Resolved: We Want the New World Symphony Laboratory

“This is not an art palace,” Howard Herring announced, his shoes gray with construction dust, his eyes intense under his hard hat. Herring took his job as president and CEO of the New World Symphony largely so he could oversee the building of “America’s orchestral academy’s” new Frank Gehry-designed campus. Some eight years later, here he was, herding a small group through the nearly completed building — the 10th tour he’d given to pols, flaks, journalists, caterers, board members, and other muckety-mucks last week. Now there’s just the matter of the $27 million that the Miami-Dade County Commission appears to have forgotten it promised to the project. Today there’s a resolution before the Commission to remind them.

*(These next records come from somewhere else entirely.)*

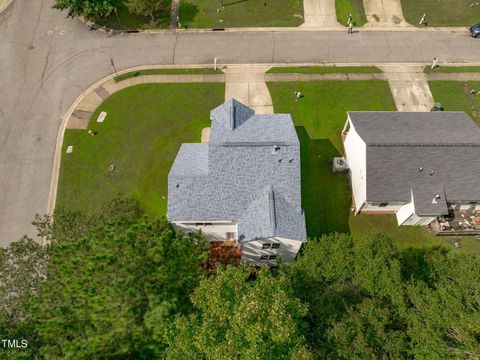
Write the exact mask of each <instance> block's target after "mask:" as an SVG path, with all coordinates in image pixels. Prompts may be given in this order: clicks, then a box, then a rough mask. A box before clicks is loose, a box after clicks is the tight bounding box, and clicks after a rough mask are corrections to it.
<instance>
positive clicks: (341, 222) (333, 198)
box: [295, 126, 352, 238]
mask: <svg viewBox="0 0 480 360" xmlns="http://www.w3.org/2000/svg"><path fill="white" fill-rule="evenodd" d="M295 129H296V131H297V134H298V137H299V139H300V151H301V168H302V169H301V171H302V207H303V209H304V210H305V220H306V223H307V235H308V236H309V237H311V238H313V237H320V236H322V235H324V234H329V233H332V232H350V228H349V225H348V219H349V215H350V207H351V203H352V200H351V192H350V186H349V184H348V178H347V176H346V175H345V174H341V173H333V172H332V159H333V157H335V156H341V154H340V153H339V152H338V150H337V149H336V148H335V147H334V146H333V144H332V142H331V141H330V140H328V139H311V138H310V137H309V135H308V133H307V131H306V129H305V128H304V127H303V126H296V127H295Z"/></svg>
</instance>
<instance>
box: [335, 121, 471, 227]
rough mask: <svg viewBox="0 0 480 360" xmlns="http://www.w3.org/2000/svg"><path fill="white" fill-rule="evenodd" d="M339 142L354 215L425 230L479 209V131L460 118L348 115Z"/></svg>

Like the Sorcerer’s Apprentice, Herring conjures symphonies from the exposed girders and rebar. Gesturing toward the building’s glass face from the future-park outside, he tells how Gehry’s curved forms on the other side of the glass will draw the public in, like “characters on a stage.” Large rehearsal rooms will be exposed as well. Everything is calculated to bring the symphony to the people.

“This is a laboratory,” Herring insists, explaining how the stage in the main hall is made of concentric half circles that can be configured for different purposes, from informal, mini-concerts with tickets selling for less than the cost of a Starbuck’s latte to club nights where bar tables replace the risers and a cutting edge classical performance is embedded within a night of drinks and DJ beats. High-speed, high def internet connections will bring the whole world of classical music to Miami Beach — and project it on a video screen on the side of the building for all of us to see and hear for free.

The Gehry campus is an instrument for NWS to reinvent the role of the orchestra in the community. NWS has long been reaching out to us from its current home in the Lincoln Theater, with free recitals and the occasional free concert. The new campus will allow the symphony to do much more and give us something vital we never even knew we were missing: to make soul-nourishing, classical music a part of our everyday lives. E-mail your commissioner about your support for the resolution today.